Every Day is a Good Day: the Visual Art of John Cage
(Hayward Publishing 2010)
Where R=Ryoanji, drypoint etching 1988 |
Use of 'chance operations' (using I Ching) downplayed the role of the self and displaced creativity and choice on to the questions he asked and away from outcomes. They were a way of stopping wilfulness and anxiety from interfering in the process; 'the person is being disciplined, not the self.' Led to solutions he might not normally consider. Able to delight in them more freely.

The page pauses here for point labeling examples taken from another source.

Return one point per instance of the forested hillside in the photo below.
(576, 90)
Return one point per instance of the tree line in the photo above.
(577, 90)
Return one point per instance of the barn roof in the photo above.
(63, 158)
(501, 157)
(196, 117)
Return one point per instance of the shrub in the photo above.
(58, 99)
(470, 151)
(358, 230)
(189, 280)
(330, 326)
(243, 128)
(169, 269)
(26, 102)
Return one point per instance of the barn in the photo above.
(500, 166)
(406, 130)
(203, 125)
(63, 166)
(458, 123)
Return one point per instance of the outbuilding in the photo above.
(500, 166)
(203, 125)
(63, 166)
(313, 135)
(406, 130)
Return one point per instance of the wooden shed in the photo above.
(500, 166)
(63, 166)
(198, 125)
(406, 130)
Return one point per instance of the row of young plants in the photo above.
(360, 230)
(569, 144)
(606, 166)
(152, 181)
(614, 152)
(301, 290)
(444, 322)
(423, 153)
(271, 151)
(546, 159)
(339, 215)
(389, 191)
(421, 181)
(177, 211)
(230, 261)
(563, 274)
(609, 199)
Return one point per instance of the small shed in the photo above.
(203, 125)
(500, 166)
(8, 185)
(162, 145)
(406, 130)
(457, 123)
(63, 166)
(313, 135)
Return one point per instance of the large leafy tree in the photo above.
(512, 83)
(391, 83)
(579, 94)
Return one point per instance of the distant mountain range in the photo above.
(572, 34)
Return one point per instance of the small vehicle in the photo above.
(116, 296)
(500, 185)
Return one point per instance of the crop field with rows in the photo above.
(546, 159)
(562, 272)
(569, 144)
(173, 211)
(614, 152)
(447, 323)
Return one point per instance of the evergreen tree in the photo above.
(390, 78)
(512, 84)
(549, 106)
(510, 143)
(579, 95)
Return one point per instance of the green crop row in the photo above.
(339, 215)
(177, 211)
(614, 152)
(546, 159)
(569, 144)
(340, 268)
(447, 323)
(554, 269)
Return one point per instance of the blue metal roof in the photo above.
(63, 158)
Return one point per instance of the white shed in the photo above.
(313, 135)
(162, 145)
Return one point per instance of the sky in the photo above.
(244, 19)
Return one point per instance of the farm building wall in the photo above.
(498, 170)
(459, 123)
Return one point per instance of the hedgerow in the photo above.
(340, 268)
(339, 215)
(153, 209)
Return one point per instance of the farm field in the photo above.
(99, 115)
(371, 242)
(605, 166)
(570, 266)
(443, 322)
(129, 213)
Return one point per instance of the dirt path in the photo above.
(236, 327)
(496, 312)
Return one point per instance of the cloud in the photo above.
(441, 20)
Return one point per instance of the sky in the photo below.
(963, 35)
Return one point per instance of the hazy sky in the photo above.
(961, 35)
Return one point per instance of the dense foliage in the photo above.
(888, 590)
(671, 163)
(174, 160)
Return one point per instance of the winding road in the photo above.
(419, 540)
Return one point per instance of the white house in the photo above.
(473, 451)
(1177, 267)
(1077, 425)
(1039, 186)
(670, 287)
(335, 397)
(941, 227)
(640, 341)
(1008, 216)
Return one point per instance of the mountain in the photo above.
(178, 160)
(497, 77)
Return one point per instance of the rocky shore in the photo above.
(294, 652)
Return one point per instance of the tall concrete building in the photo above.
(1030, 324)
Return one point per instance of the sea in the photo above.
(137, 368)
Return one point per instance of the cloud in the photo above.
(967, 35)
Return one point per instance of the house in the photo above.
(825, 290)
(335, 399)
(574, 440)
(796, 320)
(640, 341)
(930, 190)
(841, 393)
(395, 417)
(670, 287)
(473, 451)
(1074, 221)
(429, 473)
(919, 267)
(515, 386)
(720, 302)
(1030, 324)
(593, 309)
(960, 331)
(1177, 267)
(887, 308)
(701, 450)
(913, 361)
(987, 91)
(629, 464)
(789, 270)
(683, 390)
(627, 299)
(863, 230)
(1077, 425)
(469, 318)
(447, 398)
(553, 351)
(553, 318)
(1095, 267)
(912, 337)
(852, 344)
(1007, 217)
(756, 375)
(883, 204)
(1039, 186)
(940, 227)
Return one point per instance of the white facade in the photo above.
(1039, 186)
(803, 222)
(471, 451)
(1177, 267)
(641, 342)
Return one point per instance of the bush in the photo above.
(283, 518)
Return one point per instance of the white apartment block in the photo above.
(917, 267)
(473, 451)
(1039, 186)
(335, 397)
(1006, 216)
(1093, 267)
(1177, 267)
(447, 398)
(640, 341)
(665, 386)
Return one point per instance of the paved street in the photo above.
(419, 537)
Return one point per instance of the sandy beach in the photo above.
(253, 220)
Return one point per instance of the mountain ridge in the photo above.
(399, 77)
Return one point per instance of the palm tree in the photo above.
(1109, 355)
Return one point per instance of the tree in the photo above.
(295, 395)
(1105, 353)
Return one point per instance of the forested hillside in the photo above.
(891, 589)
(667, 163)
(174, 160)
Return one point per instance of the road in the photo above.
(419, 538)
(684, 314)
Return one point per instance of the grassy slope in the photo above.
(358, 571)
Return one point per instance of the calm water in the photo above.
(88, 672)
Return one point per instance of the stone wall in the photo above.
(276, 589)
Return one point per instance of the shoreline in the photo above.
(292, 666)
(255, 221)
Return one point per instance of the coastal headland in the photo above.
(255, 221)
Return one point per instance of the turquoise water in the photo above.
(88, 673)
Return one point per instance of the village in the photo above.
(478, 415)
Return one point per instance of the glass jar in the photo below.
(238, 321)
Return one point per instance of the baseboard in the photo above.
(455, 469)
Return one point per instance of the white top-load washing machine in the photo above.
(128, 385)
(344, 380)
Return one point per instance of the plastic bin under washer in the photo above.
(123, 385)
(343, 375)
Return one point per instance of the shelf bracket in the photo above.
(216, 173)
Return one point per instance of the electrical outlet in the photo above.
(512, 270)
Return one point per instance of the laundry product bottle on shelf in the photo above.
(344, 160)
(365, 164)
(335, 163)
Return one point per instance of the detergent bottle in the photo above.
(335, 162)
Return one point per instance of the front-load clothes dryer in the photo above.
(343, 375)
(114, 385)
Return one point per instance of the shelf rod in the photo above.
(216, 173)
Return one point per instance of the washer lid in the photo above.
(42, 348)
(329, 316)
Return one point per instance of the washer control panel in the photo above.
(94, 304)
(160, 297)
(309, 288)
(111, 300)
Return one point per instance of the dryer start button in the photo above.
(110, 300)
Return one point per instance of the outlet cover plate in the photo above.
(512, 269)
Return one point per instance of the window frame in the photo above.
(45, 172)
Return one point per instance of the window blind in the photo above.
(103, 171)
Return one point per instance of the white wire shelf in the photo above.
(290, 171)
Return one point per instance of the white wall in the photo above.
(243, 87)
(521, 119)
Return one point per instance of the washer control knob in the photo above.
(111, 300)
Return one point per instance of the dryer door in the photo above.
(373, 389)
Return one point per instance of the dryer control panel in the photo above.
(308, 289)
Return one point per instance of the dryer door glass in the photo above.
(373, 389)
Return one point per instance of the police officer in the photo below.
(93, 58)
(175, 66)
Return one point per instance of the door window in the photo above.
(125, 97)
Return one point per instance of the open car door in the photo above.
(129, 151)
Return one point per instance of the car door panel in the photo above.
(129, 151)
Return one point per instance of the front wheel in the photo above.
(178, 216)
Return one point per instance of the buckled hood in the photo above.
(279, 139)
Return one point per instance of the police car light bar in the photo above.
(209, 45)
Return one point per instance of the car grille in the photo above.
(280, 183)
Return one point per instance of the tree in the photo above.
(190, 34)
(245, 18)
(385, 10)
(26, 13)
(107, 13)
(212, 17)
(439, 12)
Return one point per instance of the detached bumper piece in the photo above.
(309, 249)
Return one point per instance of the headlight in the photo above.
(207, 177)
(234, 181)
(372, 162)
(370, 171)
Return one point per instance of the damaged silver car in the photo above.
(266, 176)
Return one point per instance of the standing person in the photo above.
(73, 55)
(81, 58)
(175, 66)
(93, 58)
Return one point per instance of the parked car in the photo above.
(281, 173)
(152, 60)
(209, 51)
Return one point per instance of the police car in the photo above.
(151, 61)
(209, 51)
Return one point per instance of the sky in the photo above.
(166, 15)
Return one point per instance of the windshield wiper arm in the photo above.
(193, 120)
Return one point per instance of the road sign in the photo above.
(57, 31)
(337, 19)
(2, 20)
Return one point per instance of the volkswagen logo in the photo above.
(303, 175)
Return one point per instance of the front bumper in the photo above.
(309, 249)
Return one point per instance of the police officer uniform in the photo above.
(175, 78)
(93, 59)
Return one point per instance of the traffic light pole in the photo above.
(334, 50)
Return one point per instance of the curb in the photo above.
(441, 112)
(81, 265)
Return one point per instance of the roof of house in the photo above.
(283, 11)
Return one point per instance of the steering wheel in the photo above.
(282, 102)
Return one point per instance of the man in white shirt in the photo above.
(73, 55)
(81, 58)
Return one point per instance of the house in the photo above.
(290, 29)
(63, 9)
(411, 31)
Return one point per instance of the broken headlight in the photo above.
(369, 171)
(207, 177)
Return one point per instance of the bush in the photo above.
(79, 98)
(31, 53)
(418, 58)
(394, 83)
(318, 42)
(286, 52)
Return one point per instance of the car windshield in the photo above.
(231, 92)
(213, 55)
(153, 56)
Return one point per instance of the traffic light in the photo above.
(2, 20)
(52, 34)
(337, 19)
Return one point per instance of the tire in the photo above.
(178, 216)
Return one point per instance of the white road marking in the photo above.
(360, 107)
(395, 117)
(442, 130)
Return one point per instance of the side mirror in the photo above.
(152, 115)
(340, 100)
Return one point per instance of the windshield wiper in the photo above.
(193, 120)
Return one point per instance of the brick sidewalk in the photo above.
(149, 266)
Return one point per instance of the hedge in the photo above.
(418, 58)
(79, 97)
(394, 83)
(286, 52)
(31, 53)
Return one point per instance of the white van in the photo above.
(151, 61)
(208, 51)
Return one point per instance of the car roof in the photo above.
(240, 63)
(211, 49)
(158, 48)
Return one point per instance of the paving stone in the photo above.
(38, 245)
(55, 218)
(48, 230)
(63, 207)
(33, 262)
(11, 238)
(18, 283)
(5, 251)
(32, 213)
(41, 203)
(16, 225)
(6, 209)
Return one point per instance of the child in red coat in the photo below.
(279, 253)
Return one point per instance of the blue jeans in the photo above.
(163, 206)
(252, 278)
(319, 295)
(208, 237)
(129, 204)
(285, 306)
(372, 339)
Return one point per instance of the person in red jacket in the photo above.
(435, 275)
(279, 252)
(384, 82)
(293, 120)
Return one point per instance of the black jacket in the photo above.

Did not resonate with the abstract expressionists. 'I wanted to change my way of seeing, not my feeling.'
He had 10 words that acted like guideposts in his methodology: method, structure, intention, discipline, notation, indeterminacy, interpenetration, imitation, devotion and circumstances.
Wanted to create work that wasn't showy, that needed the viewer to pay close attention to it.
Ongoingly experimental including with technology.
Eninka 28, 1983 |
Had a lifelong small-scale practice of drawing and etching around stones, 'a form of meditation'.
Ryoanji 17, 1988 |
'Art is a way of life. . . Art when it is art as Satie lived it and made it is not separate from life (nor is dishwashing, when it is done in this spirit.'
'The attitude I take is that everyday life is more interesting than forms of celebration, when we become aware of it. That when is when our intentions go down to zero. Then suddenly you notice the world is magical.'
'I found through Oriental philosophy, my work with Suzuki, that what we are doing is living, and that we are not moving towards a goal, but are, so to speak, at the goal constantly and changing with it, and that art, if it is going to do anything useful, should open our eyes to this fact.'
Favourite saying Japanese 'nichi nichi kore ko niche' - every day is a good/beautiful day.